3 Mayıs 2008 Cumartesi

SİZ HİÇ BAHARLA SOHBET ETTİNİZ Mİ?














Siz hiç baharın yeşil gözleri ile göz göze gelip, onunla muhabbet ettiniz mi? Onun nereden gelip nereye gittiğini ne için her sene arzımıza uğradığını merak ettiniz mi hiç? Mevsimler katarının çiçekli vagonu olan baharın, canlıların erzak ve iaşesi olan bu kadar nimetleri, hangi istasyonda, kimin ambarında yüklendiğini kendisine sordunuz mu?













Siz baharda çiçeklerle açıp, sularla aktınız mı hiç? Başakların başını okşayan rüzgarların müşfik elini kendi yüzünüzde hissedip, fısıltılarına kulak verdiniz mi? Kuşların cıvıltılı sohbetlerine katılıp, hiç durmadan bir birlerine neler anlattıklarını anlamaya çalıştınız mı? Kelebeklerin ipek kanatlarına bu kadar sanatların nasıl sığdırıldığını hayret ve kendilerine sordunuz mu hiç?

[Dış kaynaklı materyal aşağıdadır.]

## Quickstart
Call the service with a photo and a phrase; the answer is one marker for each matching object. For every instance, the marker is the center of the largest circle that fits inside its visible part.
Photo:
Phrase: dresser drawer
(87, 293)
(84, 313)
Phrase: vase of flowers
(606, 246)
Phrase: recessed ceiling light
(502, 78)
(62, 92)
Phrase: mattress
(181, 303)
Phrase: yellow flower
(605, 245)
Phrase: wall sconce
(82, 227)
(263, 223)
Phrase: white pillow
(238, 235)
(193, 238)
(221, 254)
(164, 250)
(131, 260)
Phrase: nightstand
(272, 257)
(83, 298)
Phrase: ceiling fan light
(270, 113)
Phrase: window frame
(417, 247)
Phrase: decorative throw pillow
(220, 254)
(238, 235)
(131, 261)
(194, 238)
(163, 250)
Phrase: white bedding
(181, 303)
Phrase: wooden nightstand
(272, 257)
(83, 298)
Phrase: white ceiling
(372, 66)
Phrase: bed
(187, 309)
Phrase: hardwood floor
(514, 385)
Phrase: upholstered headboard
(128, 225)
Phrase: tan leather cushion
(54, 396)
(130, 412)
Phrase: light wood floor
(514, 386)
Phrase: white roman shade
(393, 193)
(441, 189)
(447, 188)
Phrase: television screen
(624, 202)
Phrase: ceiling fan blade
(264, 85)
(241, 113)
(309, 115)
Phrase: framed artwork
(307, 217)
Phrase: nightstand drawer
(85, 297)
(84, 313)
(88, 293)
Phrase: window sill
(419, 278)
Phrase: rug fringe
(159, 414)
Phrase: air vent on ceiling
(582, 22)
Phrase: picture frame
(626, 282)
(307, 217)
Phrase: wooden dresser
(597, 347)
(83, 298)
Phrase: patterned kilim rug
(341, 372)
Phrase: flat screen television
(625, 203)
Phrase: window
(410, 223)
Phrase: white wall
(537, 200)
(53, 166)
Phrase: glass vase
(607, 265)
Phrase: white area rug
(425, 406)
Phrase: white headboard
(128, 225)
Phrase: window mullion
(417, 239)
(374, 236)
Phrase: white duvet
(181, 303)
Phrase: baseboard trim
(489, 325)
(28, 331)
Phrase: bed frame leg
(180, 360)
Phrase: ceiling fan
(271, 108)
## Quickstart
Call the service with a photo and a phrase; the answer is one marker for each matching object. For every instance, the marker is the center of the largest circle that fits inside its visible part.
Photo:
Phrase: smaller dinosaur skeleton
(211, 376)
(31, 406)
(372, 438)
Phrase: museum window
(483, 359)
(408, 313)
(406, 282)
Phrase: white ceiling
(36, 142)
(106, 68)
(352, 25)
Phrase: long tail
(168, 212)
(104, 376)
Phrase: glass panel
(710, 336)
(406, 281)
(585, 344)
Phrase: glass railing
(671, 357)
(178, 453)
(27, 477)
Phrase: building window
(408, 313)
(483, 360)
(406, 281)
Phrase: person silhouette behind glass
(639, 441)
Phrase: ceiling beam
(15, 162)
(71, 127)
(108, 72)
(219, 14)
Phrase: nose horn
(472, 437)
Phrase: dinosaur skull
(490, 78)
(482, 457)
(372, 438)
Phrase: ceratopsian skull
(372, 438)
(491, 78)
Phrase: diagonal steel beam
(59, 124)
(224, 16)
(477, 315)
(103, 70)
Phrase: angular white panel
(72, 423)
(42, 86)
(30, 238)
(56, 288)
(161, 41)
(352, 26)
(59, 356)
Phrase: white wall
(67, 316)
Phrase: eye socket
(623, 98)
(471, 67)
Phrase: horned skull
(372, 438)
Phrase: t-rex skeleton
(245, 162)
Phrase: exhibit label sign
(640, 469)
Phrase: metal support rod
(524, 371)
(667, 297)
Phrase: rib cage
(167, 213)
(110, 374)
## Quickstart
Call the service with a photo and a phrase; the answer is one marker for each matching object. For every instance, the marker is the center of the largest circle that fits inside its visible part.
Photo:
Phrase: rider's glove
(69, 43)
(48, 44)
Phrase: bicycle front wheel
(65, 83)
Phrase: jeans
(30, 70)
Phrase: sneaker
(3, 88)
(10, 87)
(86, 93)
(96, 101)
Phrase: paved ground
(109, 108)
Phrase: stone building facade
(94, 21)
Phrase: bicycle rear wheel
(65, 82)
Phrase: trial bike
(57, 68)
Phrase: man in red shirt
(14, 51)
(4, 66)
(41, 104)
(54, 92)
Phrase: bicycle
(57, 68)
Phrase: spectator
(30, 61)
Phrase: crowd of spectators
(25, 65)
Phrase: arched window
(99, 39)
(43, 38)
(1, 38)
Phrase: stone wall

Çatınıza yuva kuran leyleklerin “lak lak” değil de “Hak Hak “ diye yaptıkları tesbihata ortak oldunuz mu?












Nisan yağmurlarının rahmet damlalarıyla ıslanırken, her damlanın bir melek tarafından indirildiğini müşahade ettiniz mi? Böyle itina ve intizamla indirilmese, acaba insanın başına nasıl felaketler yağdıracağını düşünerek, her damla için bin kere şükrettiniz mi?
İsterseniz gelin bu soruların bazılarını baharın kendisine soralım. Bakalım bizimle neler konuşacak, bize neler anlatacak.
- Ey gül yüzlü,çiçek bakışlı, sıcak kalpli bahar! Her sene Soğuk karların altında, çamurlu toprak içinde güzel başını çıkarıp tatlı gülücüklerle bize selam vermenin hikmeti nedir acaba? Nereden gelip, nereye gidiyorsun, kimin emri ile hareket ediyorsun?
- Sevgili insan, benim vazifem, Cemil-i Zülcelal'in cemaline ayna olmak, O'nun güzelliklerini kâinata ilan etmektir. Ben bir hizmetkârım, bir memuruyum. Ücretim ise, sizlerin bakışları, beni beğenip bana bakarak mutlu olmanızdır. Evet ben güzelim ama güzelliğim çiçeğimden, yaprağımdan, kokumdan değil, bütün güzelliklerin sahibi ve yaratıcısı olan Rabbimin Cemîl isminden gelmektedir. Yoksa, hava, toprak ve su gibi unsurlardan meydana gelen basit hücrelerimin ne ehemmiyeti olabilir ki?








Ben, kâinatın Hâlıkından size gönderilen bir mektubum. Bu mektubu yazan ve size gönderen Mektub-u Samedani Sahibi adına sizlere hitap ediyorum. Çiçeklerimin desenlerini, güllerimin yapraklarını iman hikmet gözü ile okuyun. Sizlere benden çok daha muazzam ve mükemmel olan Cennet baharının müjdelerini getiriyorum. Beni can kulağı ile dinleyin, hikmet gözü ile okuyun, istifade edin....
Ben, gelecekte yaşanacak olan büyük haşrin küçük bir misâliyim. Kış boyunca toprak altında saklanan çekirdek ve tohumcuklarım, birkaç günde nasıl topraktan başını çıkartıp yeryüzünü yeşile boyadıysa, mahşer günü de cesetler böyle diriltilip mahşer meydanını dolduracaktır. Daha düne kadar hiç ortalıkta görünmeyen çiçekler ve böcekler, bugün gözlerinizin önünde, başlarınızın üstünde size merhaba diyor.











Ve daha neler neler söyleyecektir. Bizlerle ne hoş sohbetler edecektir. Yunus Emre bir sarı çiçekle konuşurken, neler neler işitiyor, ne kadar duygulu anlar yaşıyor, ne kadar lezzet alıyor. Bahar da bizi lezzet, hikmet ve muhabbet sofrasına davet ediyor.....Buyrun icabet edelim.